With most clean energy enterprises needing finance, especially those at the small and medium end of the scale, key findings of the report include a need for working capital, with interviewees emphasising that long delays over financing place a huge strain on enterprises.
It says finance that can be accessed quickly, with minimal conditions, such as lines of credit, should be more readily available, along with impartial advice on the financing options that exist and guidance on how to attract investors.
Support for sales and marketing was also seen as crucial, as well as management support.
Ashden Founder Director Sarah Butler-Sloss said: 'Increasing access to energy is the biggest challenge, and also the greatest opportunity for reducing poverty in the developing world.
'This research demonstrates the catalytic role the right kind of support can play in helping energy access enterprises thrive and grow - so they can transform people's lives and stimulate development.'
'We urge donors, investors, technical experts and policy makers to take note of the recommendations of the report, so that appropriate financial and technical support gets to the enterprises that badly need it.'
Christian Aid international director Paul Valentin said: 'Energy provision in many developing countries is poor. New York State consumes as much energy as the 800 million in sub-Saharan Africa.
'People in rural areas are often most affected, even losing out when major electricity generation schemes are built as the power lines go straight to the nearest big city.
'Sustainable clean energy delivers immediate benefits. It minimises the air pollution caused by cooking with solid fuels such as wood, animal dung and crop waste which costs an estimated four million lives a year. Education improves as young people can study at night by electric light. And people's economic prospects improve as local industries prosper.
'But finance is required. At present, commercial investors may be wary of doing business with clean energy enterprises, regarding them as high risk, while markets are undeveloped, with potential customers unaware that the products exist. Rural customers may also be expensive to reach, and have little purchasing power. But these problems are not insurmountable.'
The report calls on donors to leverage working capital for energy access enterprises. Grants should be focused on growth, new programmes and innovation, and funding for obtaining technical assistance from experienced providers.
Investors should ensure management capacity is in place, provide debt for working capital with repayment terms that allow an enterprise to thrive, make financing decisions in good time, and publically champion successful ventures to draw more investment into the sector.
Technical assistance providers should strengthen their sales and marketing support services and ensure business mentors are provided for enough time, while policy makers must develop mechanisms to help clean energy enterprises thrive, such as enabling access to local finance.

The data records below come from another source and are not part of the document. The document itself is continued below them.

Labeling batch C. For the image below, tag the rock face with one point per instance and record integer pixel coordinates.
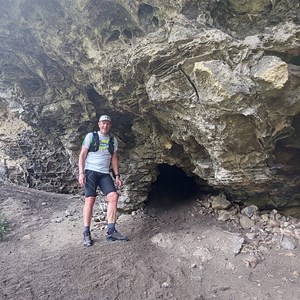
(209, 86)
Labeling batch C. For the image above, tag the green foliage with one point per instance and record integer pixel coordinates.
(3, 225)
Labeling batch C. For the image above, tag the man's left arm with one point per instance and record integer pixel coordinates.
(115, 167)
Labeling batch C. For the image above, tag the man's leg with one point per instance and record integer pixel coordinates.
(87, 218)
(88, 210)
(112, 199)
(112, 233)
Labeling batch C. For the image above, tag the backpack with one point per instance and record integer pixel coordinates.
(96, 142)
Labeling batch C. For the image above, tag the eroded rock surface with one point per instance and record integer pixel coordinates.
(211, 87)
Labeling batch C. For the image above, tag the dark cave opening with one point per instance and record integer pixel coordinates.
(174, 187)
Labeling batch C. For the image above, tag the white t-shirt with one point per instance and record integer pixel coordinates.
(99, 161)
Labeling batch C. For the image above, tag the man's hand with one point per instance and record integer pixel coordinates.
(118, 182)
(81, 179)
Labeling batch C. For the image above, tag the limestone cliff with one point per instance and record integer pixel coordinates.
(209, 86)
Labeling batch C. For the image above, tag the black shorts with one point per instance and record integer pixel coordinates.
(95, 179)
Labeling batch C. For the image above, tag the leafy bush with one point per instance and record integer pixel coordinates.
(3, 225)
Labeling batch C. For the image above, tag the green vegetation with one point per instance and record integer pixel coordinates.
(3, 225)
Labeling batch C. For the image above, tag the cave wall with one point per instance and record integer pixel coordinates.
(209, 86)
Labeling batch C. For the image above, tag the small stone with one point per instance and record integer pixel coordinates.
(251, 261)
(165, 285)
(288, 242)
(296, 274)
(249, 211)
(220, 202)
(246, 223)
(26, 237)
(251, 236)
(265, 217)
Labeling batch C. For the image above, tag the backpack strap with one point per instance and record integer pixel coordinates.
(95, 142)
(111, 144)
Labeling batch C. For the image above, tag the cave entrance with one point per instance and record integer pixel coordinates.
(173, 187)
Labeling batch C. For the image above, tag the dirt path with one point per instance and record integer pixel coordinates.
(178, 253)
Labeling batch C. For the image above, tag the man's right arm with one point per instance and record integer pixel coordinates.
(81, 163)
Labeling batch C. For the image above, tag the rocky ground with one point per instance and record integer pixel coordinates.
(201, 248)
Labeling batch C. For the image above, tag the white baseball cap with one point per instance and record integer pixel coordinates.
(105, 118)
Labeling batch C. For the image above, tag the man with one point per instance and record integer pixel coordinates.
(95, 160)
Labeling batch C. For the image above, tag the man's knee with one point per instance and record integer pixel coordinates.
(112, 197)
(89, 201)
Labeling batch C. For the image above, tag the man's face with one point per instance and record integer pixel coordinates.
(104, 126)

The report is at this link: www.christianaid.org.uk/images/Ashden-Christian-Aid-Energy-Access-Enterprises-Report.pdf
It will be launched at an event at Simmons and Simmons, 1 Citypoint, Ropemaker Street, London, EC2Y 9SS, on Thursday 26 June, 4 - 6.30pm. Speakers will be Paul Valentin, International Director of Christian Aid; Chhavi Sharma, Ashden International Programme Manager, Ben Good, CEO of GVEP and Charlie Miller, Partnerships Manager at SolarAid.